2) "Татьяна положительный тип, а не отрицательный, это тип положительной красоты, это апофеоз русской женщины, и ей предназначил поэт высказать мысль поэмы в знаменитой сцене после встречи Татьяны с Онегиным. Можно даже сказать, что такой красоты положительный тип русской женщины почти уже не повторялся в нашей художественной литературе - кроме разве образа Лизы в "Дворянском гнезде" Тургенева". [Достоевский. Соч., т. X].

3) "Татьяна вышла у Пушкина сильнее духом, чем Онегин, но поэт вовсе не имел в виду представить свою героиню, как образец сильного женского характера.

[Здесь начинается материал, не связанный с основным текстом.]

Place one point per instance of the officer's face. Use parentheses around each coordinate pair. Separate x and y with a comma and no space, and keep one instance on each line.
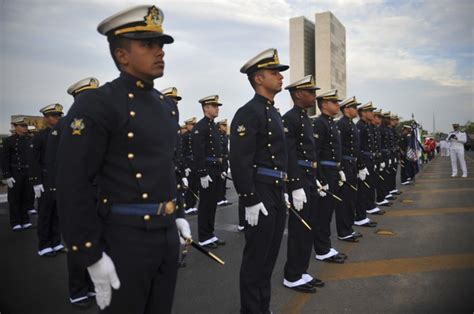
(350,112)
(143,59)
(211,111)
(332,107)
(271,80)
(21,129)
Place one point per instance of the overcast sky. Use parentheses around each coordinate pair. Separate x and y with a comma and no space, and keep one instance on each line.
(405,56)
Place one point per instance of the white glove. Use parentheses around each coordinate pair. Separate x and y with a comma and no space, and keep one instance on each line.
(187,171)
(9,182)
(321,188)
(362,175)
(205,181)
(342,178)
(287,199)
(252,212)
(184,230)
(185,182)
(299,198)
(38,189)
(104,277)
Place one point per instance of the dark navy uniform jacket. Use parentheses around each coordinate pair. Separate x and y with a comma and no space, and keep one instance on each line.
(14,157)
(257,139)
(350,141)
(367,142)
(207,148)
(187,150)
(37,157)
(300,144)
(224,138)
(327,142)
(123,136)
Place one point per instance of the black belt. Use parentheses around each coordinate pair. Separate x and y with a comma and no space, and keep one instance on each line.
(308,164)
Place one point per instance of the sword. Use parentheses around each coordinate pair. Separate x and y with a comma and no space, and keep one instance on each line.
(203,251)
(351,186)
(298,216)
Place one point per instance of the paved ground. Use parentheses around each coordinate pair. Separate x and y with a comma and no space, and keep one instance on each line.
(426,267)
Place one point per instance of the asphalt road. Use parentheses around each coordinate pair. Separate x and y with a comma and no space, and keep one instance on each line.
(426,266)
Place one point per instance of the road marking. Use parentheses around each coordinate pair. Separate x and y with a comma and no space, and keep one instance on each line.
(434,191)
(397,266)
(429,211)
(382,268)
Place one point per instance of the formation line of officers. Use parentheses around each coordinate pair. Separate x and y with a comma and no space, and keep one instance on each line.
(116,176)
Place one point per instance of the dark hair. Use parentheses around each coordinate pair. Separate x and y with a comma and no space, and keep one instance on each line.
(118,43)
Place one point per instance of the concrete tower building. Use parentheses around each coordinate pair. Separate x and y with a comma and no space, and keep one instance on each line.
(319,49)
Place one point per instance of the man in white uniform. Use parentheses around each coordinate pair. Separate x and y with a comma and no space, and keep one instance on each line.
(456,141)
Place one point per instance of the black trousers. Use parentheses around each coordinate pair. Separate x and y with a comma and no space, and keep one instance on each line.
(221,190)
(345,210)
(366,196)
(49,235)
(241,214)
(207,209)
(300,242)
(190,199)
(19,197)
(146,261)
(382,185)
(262,243)
(79,281)
(321,223)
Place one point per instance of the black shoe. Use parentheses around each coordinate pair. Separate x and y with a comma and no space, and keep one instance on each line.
(350,239)
(305,288)
(336,259)
(212,245)
(344,256)
(370,224)
(49,254)
(83,304)
(318,283)
(219,242)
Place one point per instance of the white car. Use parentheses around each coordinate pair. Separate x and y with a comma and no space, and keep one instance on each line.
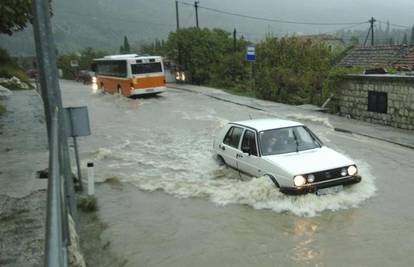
(288,153)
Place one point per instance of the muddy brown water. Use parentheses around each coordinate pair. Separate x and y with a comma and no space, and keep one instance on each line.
(174,206)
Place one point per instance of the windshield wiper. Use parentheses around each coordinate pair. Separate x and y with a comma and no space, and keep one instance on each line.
(296,141)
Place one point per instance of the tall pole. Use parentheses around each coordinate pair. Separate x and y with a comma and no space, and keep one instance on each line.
(49,88)
(196,9)
(234,40)
(177,15)
(372,20)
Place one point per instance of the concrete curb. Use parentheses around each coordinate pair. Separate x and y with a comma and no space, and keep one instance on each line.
(374,137)
(249,106)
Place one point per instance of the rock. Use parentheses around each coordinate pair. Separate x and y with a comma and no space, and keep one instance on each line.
(5,92)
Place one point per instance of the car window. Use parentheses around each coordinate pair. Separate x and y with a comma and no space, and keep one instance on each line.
(233,137)
(249,142)
(286,140)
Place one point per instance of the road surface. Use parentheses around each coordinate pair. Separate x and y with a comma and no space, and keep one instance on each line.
(172,205)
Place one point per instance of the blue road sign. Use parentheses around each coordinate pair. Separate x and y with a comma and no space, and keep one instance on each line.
(251,53)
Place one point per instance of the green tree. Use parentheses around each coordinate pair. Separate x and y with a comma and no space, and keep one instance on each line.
(412,36)
(125,48)
(201,50)
(85,58)
(292,70)
(405,39)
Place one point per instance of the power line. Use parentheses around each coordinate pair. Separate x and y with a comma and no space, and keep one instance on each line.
(274,20)
(395,25)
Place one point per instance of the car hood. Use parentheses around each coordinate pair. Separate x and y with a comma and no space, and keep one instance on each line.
(309,161)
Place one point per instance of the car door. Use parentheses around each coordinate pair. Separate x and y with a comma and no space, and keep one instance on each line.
(230,145)
(248,160)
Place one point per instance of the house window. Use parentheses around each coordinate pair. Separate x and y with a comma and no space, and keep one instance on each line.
(377,102)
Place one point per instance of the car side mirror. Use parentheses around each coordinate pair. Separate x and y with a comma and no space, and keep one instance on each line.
(246,150)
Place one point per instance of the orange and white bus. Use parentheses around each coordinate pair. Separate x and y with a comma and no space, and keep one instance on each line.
(129,75)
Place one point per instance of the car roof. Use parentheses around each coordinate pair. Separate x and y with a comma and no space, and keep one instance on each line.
(267,124)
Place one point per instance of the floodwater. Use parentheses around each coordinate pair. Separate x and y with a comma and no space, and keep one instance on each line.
(175,206)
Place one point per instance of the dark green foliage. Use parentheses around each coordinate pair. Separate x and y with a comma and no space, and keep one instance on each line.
(9,68)
(14,15)
(154,48)
(291,70)
(125,48)
(405,40)
(208,56)
(85,58)
(87,203)
(412,36)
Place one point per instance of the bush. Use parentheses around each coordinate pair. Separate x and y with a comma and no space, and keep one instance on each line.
(10,69)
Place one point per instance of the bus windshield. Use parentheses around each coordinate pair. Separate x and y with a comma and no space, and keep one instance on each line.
(143,68)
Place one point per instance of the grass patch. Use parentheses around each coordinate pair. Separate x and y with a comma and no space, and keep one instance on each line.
(240,92)
(96,250)
(87,203)
(2,110)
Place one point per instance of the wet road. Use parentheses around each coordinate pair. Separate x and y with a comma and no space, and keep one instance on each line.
(176,207)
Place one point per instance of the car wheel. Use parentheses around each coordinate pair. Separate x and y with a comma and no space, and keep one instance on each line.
(273,180)
(220,160)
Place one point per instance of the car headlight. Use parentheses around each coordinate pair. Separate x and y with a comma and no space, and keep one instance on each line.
(311,178)
(352,170)
(299,180)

Вместе с тем, и столь необходимая в данном случае идеализация образа сделана Пушкиным с большой сдержанностью. Татьяна не поставлена на пьедестал. В создании этого образа Пушкин остается все тем же реалистом, не покидающим почвы действительности, каким он обнаружился в Онегине, столь же мало идеализированным". "Не нужно быть пророком, чтобы предсказать, что художественный образ пушкинской Татьяны останется в нашей литературе навсегда. После него был создан целый ряд женских характеров, из которых некоторые принадлежат к первостепенным созданиям искусства. Но ни блестящий сонм тургеневских женщин, ни женские натуры, так глубоко разработанные Л. Н. Толстым, ни другие образы, которые, не будучи первостепенными созданиями искусства, однако, способны заинтересовать нас, по своему содержанию, больше Татьяны - все они, вместе взятые, не могли до сих пор заставить нас забыть Татьяну Пушкина". [Д. Овсянико-Куликовский. Ист. р. лит., т. I].